The office will reopen to the public with normal business hours on Thursday, Nov. 7.

Water Conservation

More Information

Water conservation is essential to keep your bills and rates low.

As we cope with higher and higher water bills, water conservation is an alternative to paying higher costs for water. Water companies struggle in their efforts to provide enough water to meet customer needs at a reasonable cost. Building new water systems is expensive, and those expenses are passed directly to customers. By conserving water, you have more control over your bills and can help delay the need for expensive system upgrades that lead to higher rates.
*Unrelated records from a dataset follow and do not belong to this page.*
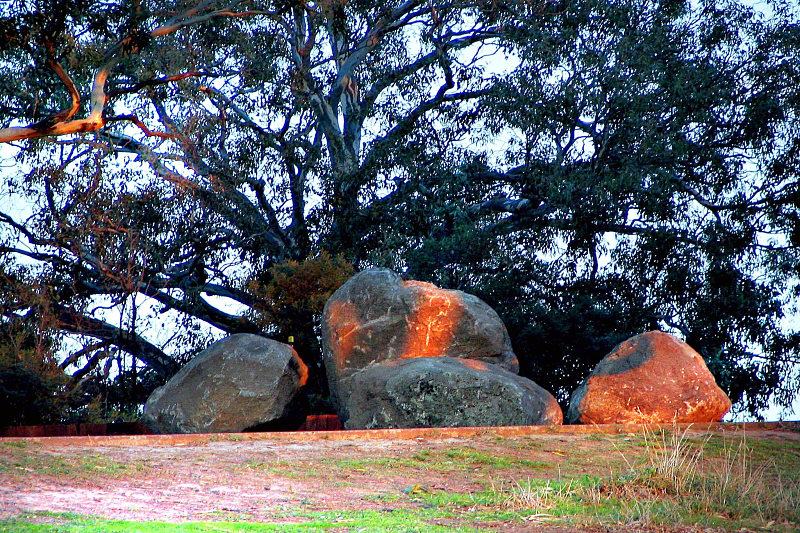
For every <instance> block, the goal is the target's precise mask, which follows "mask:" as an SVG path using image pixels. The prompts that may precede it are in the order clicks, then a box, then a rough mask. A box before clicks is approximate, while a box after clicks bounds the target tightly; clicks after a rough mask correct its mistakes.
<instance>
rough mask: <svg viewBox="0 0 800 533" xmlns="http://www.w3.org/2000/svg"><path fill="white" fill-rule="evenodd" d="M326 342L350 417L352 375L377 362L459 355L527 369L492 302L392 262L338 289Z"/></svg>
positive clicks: (488, 362) (510, 367) (329, 321)
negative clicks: (486, 300)
mask: <svg viewBox="0 0 800 533" xmlns="http://www.w3.org/2000/svg"><path fill="white" fill-rule="evenodd" d="M322 346H323V352H324V359H325V368H326V371H327V374H328V382H329V385H330V390H331V396H332V399H333V402H334V405H336V406H337V410H339V411H340V413H339V414H340V416H342V415H344V416H345V417H346V416H347V415H346V413H345V412H343V409H344V407H343V404H342V402H341V398H343V397H344V396H346V395H349V394H350V390H351V387H350V386H349V385H348V382H349V378H350V377H351V376H352V375H353V374H355V373H357V372H360V371H362V370H364V369H366V368H368V367H370V366H372V365H375V364H382V363H388V362H391V361H398V360H403V359H409V358H420V357H452V358H458V359H470V360H475V361H482V362H486V363H493V364H494V365H497V366H498V367H502V368H504V369H506V370H509V371H511V372H514V373H516V372H518V371H519V363H518V361H517V357H516V356H515V355H514V352H513V350H512V349H511V340H510V338H509V336H508V332H507V331H506V328H505V325H503V322H502V321H501V320H500V317H499V316H498V315H497V313H496V312H495V311H494V310H493V309H492V308H491V307H489V305H487V304H486V303H485V302H483V301H482V300H480V299H479V298H477V297H475V296H473V295H471V294H466V293H464V292H461V291H451V290H445V289H440V288H438V287H436V286H435V285H432V284H430V283H424V282H419V281H403V280H402V279H401V278H400V276H398V275H397V274H396V273H394V272H392V271H390V270H385V269H372V270H365V271H363V272H360V273H359V274H356V275H355V276H353V277H352V278H351V279H350V280H348V281H347V283H345V284H344V285H342V286H341V287H340V288H339V289H338V290H337V291H336V292H335V293H334V294H333V295H332V296H331V297H330V299H329V300H328V302H327V303H326V305H325V309H324V311H323V321H322Z"/></svg>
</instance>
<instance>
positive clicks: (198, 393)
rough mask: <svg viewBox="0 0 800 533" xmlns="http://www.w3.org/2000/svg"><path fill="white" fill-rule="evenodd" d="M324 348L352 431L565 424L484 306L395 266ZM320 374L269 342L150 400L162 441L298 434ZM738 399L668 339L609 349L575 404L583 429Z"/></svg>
mask: <svg viewBox="0 0 800 533" xmlns="http://www.w3.org/2000/svg"><path fill="white" fill-rule="evenodd" d="M322 346H323V356H324V360H325V367H326V371H327V375H328V382H329V386H330V391H331V399H332V401H333V403H334V405H335V407H336V410H337V413H338V415H339V418H340V420H341V422H342V423H343V425H344V427H345V428H347V429H374V428H403V427H452V426H504V425H555V424H561V423H562V421H563V415H562V412H561V408H560V407H559V405H558V403H557V402H556V399H555V398H554V397H553V395H552V394H550V393H549V392H547V391H546V390H544V389H543V388H541V387H540V386H539V385H537V384H536V383H534V382H533V381H531V380H529V379H527V378H524V377H521V376H519V375H517V372H518V370H519V363H518V361H517V357H516V356H515V355H514V352H513V350H512V348H511V341H510V339H509V336H508V332H507V331H506V328H505V326H504V325H503V322H502V321H501V320H500V317H499V316H498V315H497V313H495V311H494V310H493V309H492V308H491V307H489V306H488V305H487V304H486V303H485V302H483V301H482V300H480V299H479V298H477V297H475V296H473V295H470V294H466V293H464V292H460V291H452V290H445V289H440V288H438V287H436V286H434V285H431V284H430V283H423V282H419V281H404V280H402V279H401V278H400V276H398V275H397V274H395V273H394V272H392V271H389V270H384V269H373V270H366V271H364V272H361V273H359V274H356V275H355V276H354V277H352V278H351V279H350V280H349V281H347V283H345V284H344V285H343V286H342V287H340V288H339V289H338V290H337V291H336V292H335V293H334V294H333V295H332V296H331V298H330V299H329V300H328V302H327V304H326V306H325V309H324V312H323V322H322ZM307 376H308V370H307V368H306V366H305V365H304V364H303V362H302V361H301V360H300V358H299V357H298V356H297V354H296V353H295V352H294V350H293V349H292V348H291V347H290V346H288V345H285V344H282V343H279V342H276V341H273V340H269V339H266V338H263V337H260V336H257V335H249V334H240V335H233V336H231V337H229V338H227V339H224V340H222V341H220V342H218V343H216V344H214V345H212V346H211V347H209V348H208V349H207V350H205V351H204V352H202V353H200V354H199V355H197V356H196V357H195V358H194V359H193V360H192V361H190V362H189V363H188V364H187V365H185V366H184V367H183V368H182V369H181V370H180V371H179V372H178V373H177V374H176V375H175V376H174V377H173V378H172V379H171V380H170V381H169V382H168V383H167V384H166V385H164V386H163V387H160V388H158V389H156V390H155V391H154V392H153V394H152V395H151V396H150V398H149V399H148V401H147V404H146V406H145V410H144V420H145V422H146V423H147V424H148V425H149V426H150V427H151V429H153V430H155V431H157V432H161V433H190V432H192V433H194V432H203V433H204V432H227V431H244V430H247V429H251V430H252V429H262V430H267V429H294V428H297V427H299V425H300V424H301V423H302V421H303V419H304V418H305V406H304V395H303V392H302V390H301V389H302V387H303V385H304V384H305V381H306V378H307ZM730 407H731V402H730V400H729V399H728V397H727V396H726V395H725V393H724V392H723V391H722V390H721V389H720V388H719V387H718V386H717V385H716V383H715V381H714V377H713V376H712V375H711V373H710V372H709V371H708V368H706V365H705V363H704V361H703V359H702V357H701V356H700V355H699V354H698V353H697V352H695V351H694V350H693V349H692V348H691V347H689V346H688V345H687V344H685V343H683V342H681V341H680V340H678V339H676V338H675V337H673V336H671V335H668V334H666V333H662V332H660V331H651V332H649V333H644V334H642V335H637V336H636V337H633V338H631V339H629V340H627V341H625V342H623V343H621V344H620V345H618V346H617V347H616V348H615V349H614V350H613V351H612V352H611V353H609V354H608V355H607V356H606V357H605V358H604V359H603V360H602V361H600V363H599V364H598V365H597V366H596V367H595V369H594V370H593V371H592V373H591V374H590V375H589V376H588V377H587V378H586V380H585V381H584V383H583V384H582V385H581V386H580V387H579V388H578V389H577V390H575V391H574V392H573V394H572V396H571V398H570V405H569V411H568V413H567V419H568V421H569V422H571V423H581V424H607V423H670V422H679V423H680V422H713V421H718V420H720V419H721V418H722V416H723V415H724V414H725V413H726V412H727V411H728V410H729V409H730Z"/></svg>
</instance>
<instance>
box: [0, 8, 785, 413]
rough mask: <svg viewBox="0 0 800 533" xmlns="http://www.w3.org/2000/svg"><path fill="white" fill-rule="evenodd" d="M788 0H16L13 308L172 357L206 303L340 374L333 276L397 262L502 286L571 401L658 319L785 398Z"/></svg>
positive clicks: (148, 350) (709, 360)
mask: <svg viewBox="0 0 800 533" xmlns="http://www.w3.org/2000/svg"><path fill="white" fill-rule="evenodd" d="M769 8H770V12H769V13H766V12H765V11H764V10H761V11H754V10H753V9H751V8H748V7H746V6H744V5H742V4H741V3H738V2H700V3H695V4H692V3H689V2H680V1H663V2H655V1H647V0H618V1H614V2H605V1H603V2H600V1H591V0H581V1H576V2H551V1H545V0H541V1H538V0H529V1H506V2H502V1H497V0H472V1H434V0H425V1H415V0H408V1H405V2H403V1H392V0H390V1H388V2H384V3H381V4H378V5H376V4H374V3H370V2H363V1H355V0H351V1H345V0H329V1H320V2H306V1H299V0H298V1H293V0H281V1H274V2H269V1H261V2H259V1H244V0H242V1H231V0H229V1H227V2H224V1H212V0H208V1H199V0H192V1H182V2H181V1H176V0H115V1H111V2H92V1H88V0H83V1H78V2H66V1H63V0H43V1H24V0H19V1H11V2H7V3H6V4H4V5H3V6H2V7H0V10H2V12H1V13H0V15H1V16H2V18H0V54H1V55H0V61H2V65H3V69H2V72H3V73H2V86H0V120H2V121H3V123H2V124H0V126H3V127H4V129H2V130H0V141H2V142H5V143H8V144H9V145H10V146H12V147H15V150H16V151H15V153H16V155H15V157H16V165H17V166H16V168H14V169H10V170H8V171H7V172H5V181H6V183H5V184H4V185H3V190H4V191H5V193H6V194H5V200H6V201H5V202H4V204H3V205H4V207H3V209H2V212H0V224H2V225H3V228H4V229H3V233H2V236H0V254H2V256H3V258H4V260H5V264H2V265H0V275H1V276H2V277H1V278H0V280H2V285H0V288H2V290H3V300H2V303H0V311H1V312H2V314H3V316H5V317H6V320H8V321H34V322H36V323H38V324H39V327H41V328H43V329H45V330H47V331H50V332H64V333H69V334H71V335H72V336H71V337H70V338H71V339H73V342H74V341H75V340H76V339H77V340H78V341H80V342H79V343H78V345H76V346H73V349H72V354H71V355H70V356H69V357H67V359H66V361H65V363H64V364H65V368H66V367H67V366H68V365H77V366H76V367H74V368H77V369H78V370H75V369H74V368H73V369H72V370H71V372H73V373H77V375H79V376H84V375H88V374H89V373H91V369H92V368H94V367H95V366H97V365H100V364H101V363H102V362H103V361H106V363H105V364H106V368H107V366H108V364H109V362H111V361H114V360H116V361H118V362H119V360H120V354H123V353H124V354H129V355H130V356H132V357H133V358H134V359H133V360H134V361H138V363H134V369H133V370H134V372H135V370H136V367H135V365H136V364H139V365H143V366H144V368H145V372H146V373H147V374H146V375H147V376H150V377H152V376H151V374H153V373H157V374H161V375H162V376H168V375H169V374H171V373H172V372H174V371H175V369H176V368H177V367H178V366H179V364H180V363H181V362H182V361H183V360H185V358H186V357H188V356H190V354H191V353H192V352H193V351H194V350H196V349H197V348H200V347H202V346H203V345H204V343H206V342H207V339H206V338H205V337H204V336H203V335H202V334H201V333H200V332H201V331H204V330H203V329H202V328H198V325H199V324H206V325H210V326H213V327H215V328H217V330H218V331H220V330H221V331H224V332H227V333H236V332H260V333H264V334H269V335H275V336H278V337H281V338H284V339H285V338H286V336H289V335H292V336H293V337H295V344H296V347H297V349H298V351H299V352H300V355H301V356H302V357H304V358H305V359H306V360H307V362H309V363H310V366H311V367H312V370H314V369H317V371H316V372H314V375H315V376H316V377H317V379H318V387H319V388H324V387H323V385H322V384H323V383H324V380H323V379H322V376H321V374H320V372H321V368H319V367H317V363H318V357H319V353H318V347H317V345H316V335H315V331H314V320H315V317H316V315H317V314H318V312H319V303H320V302H323V301H324V297H325V295H326V294H329V293H330V291H331V290H333V289H334V288H335V286H336V285H337V284H338V283H340V282H341V280H342V279H344V277H346V275H347V273H349V272H350V268H351V267H350V266H349V265H348V262H349V263H352V264H354V265H356V267H359V268H360V267H365V266H370V265H382V266H391V267H393V268H396V269H398V270H402V271H404V272H407V273H408V274H409V275H410V276H414V277H417V278H421V279H428V280H432V281H438V282H439V283H441V284H443V285H446V286H448V287H452V288H462V289H468V290H471V291H473V292H477V293H478V294H480V295H482V296H483V297H484V298H485V299H487V300H488V301H490V302H491V303H492V304H493V305H495V306H496V307H497V308H498V310H499V311H500V312H501V315H502V316H503V318H504V319H505V320H506V322H507V324H508V326H509V329H510V330H511V333H512V338H513V340H514V343H515V349H516V350H517V352H518V355H519V356H520V358H521V360H522V362H523V366H524V367H525V372H526V373H527V374H528V375H530V376H531V377H534V379H535V380H536V381H537V382H539V383H540V384H542V385H544V386H546V387H549V388H551V389H552V390H553V391H554V392H556V393H557V394H558V395H559V396H560V397H561V398H562V399H563V398H565V396H566V394H567V393H568V392H569V390H570V389H571V388H573V387H574V386H575V385H576V384H577V381H579V380H580V379H581V378H582V377H583V375H585V373H586V372H587V370H588V369H589V368H590V367H591V365H593V364H594V363H595V362H596V361H597V359H598V358H599V357H601V356H602V355H603V353H604V352H605V351H607V349H608V348H610V347H611V346H612V345H613V343H614V342H616V341H618V340H621V339H622V338H623V337H624V336H627V335H630V334H632V333H637V332H640V331H642V330H644V329H648V328H655V327H660V328H668V329H671V330H673V331H675V332H678V333H680V334H682V335H683V336H684V337H686V339H687V340H688V341H689V342H690V344H692V345H693V346H694V347H695V348H696V349H698V350H699V351H700V352H701V353H702V354H703V355H704V357H705V358H706V360H707V361H708V362H709V364H710V366H711V368H712V370H713V371H714V372H715V374H716V375H717V377H718V379H719V380H720V382H721V383H722V384H723V386H724V387H725V388H726V390H728V392H729V393H731V395H732V397H733V399H734V400H735V401H737V400H741V402H740V404H739V405H740V406H742V407H748V408H750V409H751V410H756V409H758V408H760V407H762V406H763V405H764V403H765V402H766V401H767V400H768V399H769V398H770V397H771V396H772V395H774V394H777V398H778V400H780V401H783V402H784V403H786V402H788V401H790V399H789V396H788V391H790V390H791V388H792V386H793V384H795V383H796V381H793V380H796V379H797V377H796V375H794V374H792V372H793V370H792V368H793V367H792V366H791V365H792V363H796V362H797V340H796V338H795V337H794V336H792V335H791V334H790V333H787V331H786V328H785V327H782V326H783V324H782V323H781V320H782V317H783V315H784V314H785V313H786V311H787V309H788V308H787V306H788V305H789V304H790V303H791V301H790V297H791V292H790V291H791V288H792V286H793V284H794V282H795V279H796V273H797V269H798V263H797V244H798V242H797V241H798V239H797V230H796V226H797V217H798V214H797V198H800V196H798V191H797V177H798V176H797V173H798V168H800V165H798V150H800V147H798V142H797V138H798V136H797V106H798V96H797V89H796V87H798V81H799V80H798V65H800V61H798V57H797V49H798V30H797V20H796V18H797V6H796V5H795V4H792V3H789V2H772V3H770V5H769ZM765 13H766V14H765ZM10 203H15V204H19V205H22V204H25V206H26V208H25V209H18V210H13V209H11V208H10V207H7V206H8V204H10ZM23 286H24V287H26V288H27V289H26V290H20V287H23ZM301 293H302V294H308V298H307V299H303V298H302V297H299V296H298V294H301ZM222 302H226V303H225V304H224V305H223V304H222ZM110 309H113V310H115V312H114V313H111V312H109V310H110ZM163 317H178V319H179V320H180V321H182V322H183V325H184V327H183V328H181V329H176V330H175V331H176V333H175V335H176V337H175V338H166V337H164V336H163V335H162V336H159V335H156V334H155V333H157V332H158V330H162V329H163V328H160V327H159V324H160V323H161V322H162V320H161V319H162V318H163ZM194 332H197V334H196V335H195V333H194ZM65 346H66V345H65ZM121 368H122V367H121ZM140 370H141V369H140ZM148 379H149V378H148ZM745 393H746V394H745Z"/></svg>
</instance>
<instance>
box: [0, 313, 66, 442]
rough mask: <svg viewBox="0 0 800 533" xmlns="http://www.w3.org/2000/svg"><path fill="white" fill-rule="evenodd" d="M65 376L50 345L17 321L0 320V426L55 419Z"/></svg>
mask: <svg viewBox="0 0 800 533" xmlns="http://www.w3.org/2000/svg"><path fill="white" fill-rule="evenodd" d="M67 383H68V377H67V376H66V374H64V371H63V370H61V369H60V368H59V366H58V364H57V362H56V360H55V357H54V354H53V352H52V349H51V348H50V347H49V346H47V345H45V346H42V343H41V342H37V339H36V334H35V332H32V331H30V330H29V329H27V328H26V327H25V326H23V325H20V324H19V323H18V322H16V323H15V322H0V402H2V405H3V409H2V410H0V427H3V426H13V425H24V424H29V425H30V424H47V423H54V422H58V421H59V420H60V418H61V416H62V410H63V409H64V406H65V404H66V400H65V389H66V386H67Z"/></svg>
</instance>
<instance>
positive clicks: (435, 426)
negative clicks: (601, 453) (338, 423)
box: [342, 357, 563, 429]
mask: <svg viewBox="0 0 800 533" xmlns="http://www.w3.org/2000/svg"><path fill="white" fill-rule="evenodd" d="M351 380H352V381H351V383H350V384H349V385H350V386H349V387H347V388H346V390H345V391H344V396H343V397H342V403H343V404H344V405H345V407H346V409H345V410H346V412H347V413H349V415H350V416H349V418H348V419H347V420H346V421H345V424H344V425H345V428H347V429H376V428H411V427H466V426H520V425H555V424H561V423H562V419H563V415H562V413H561V408H560V407H559V406H558V402H557V401H556V399H555V398H554V397H553V396H552V395H551V394H550V393H549V392H547V391H546V390H544V389H543V388H541V387H539V386H538V385H537V384H536V383H534V382H533V381H531V380H529V379H526V378H523V377H521V376H518V375H516V374H513V373H511V372H509V371H507V370H504V369H503V368H501V367H499V366H497V365H493V364H489V363H484V362H481V361H476V360H472V359H454V358H452V357H423V358H413V359H400V360H396V361H391V362H388V363H385V364H379V365H373V366H371V367H369V368H367V369H365V370H363V371H362V372H358V373H356V374H354V375H353V376H352V378H351Z"/></svg>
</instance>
Below you will find some easy, low-cost ways to reduce your home’s water consumption.

 Indoors

  • Test for a leaking toilet by adding food coloring to the tank, if any color appears in the bowl after 30 minutes, your toilet is leaking. A leaking toilet wastes 200 gallons of water a day.

  • Use water-conserving plumbing fixtures and water flow constrictors on sinks and showers. If you don’t have a low-flow toilet, place two half-gallon plastic bottles filled with water in your toilet tank. This saves one gallon of water each time you flush.

  • Run your dishwasher and wash clothes only when you have a full load.

  • Take short showers instead of a bath. Baths can use 30 to 50 gallons of water. Showers use five gallons of water per minute, less if a low-flow shower head is installed.

  • Don’t run water continuously when washing dishes, brushing your teeth, washing your hands and face, or shaving.

  • Avoid using a garbage disposal, as they use a lot of water.  Add your garbage to the compost or trash instead of putting it down the garbage disposal.

  • Repair leaky water faucets. Thirty leaked drops of water a minute can waste as much as 50 gallons a month.

Outdoors

  • Water lawn and gardens during the coolest part of the day, in the morning or at dusk. Use drip irrigation to apply water slowly exactly where it is needed.

  • Collect rain from the gutter system on a house in a rain barrel to use for watering.

  • Use a bucket of water and a spray head on the hose to wash your car. A running hose wastes over 100 gallons of water in the time it takes to wash the car.

  • Check your water meter while no water is being used. If the dials are moving then you have a water leak.

  • Choose plants that are native to the area you live or plants that are drought-resistant for landscaping and gardens. Native plants are used to the natural amount of precipitation that occurs in their native area and normally do not require any additional watering, this is known as Xeriscaping.

The UTC regulates privately-owned water companies, that serve more than 100 customers or have charges that exceed an average of $557 per customer per year. The commission does not regulate the rates or services of city, town, or county water systems, Public Utility Districts, cooperatives, or homeowners’ associations.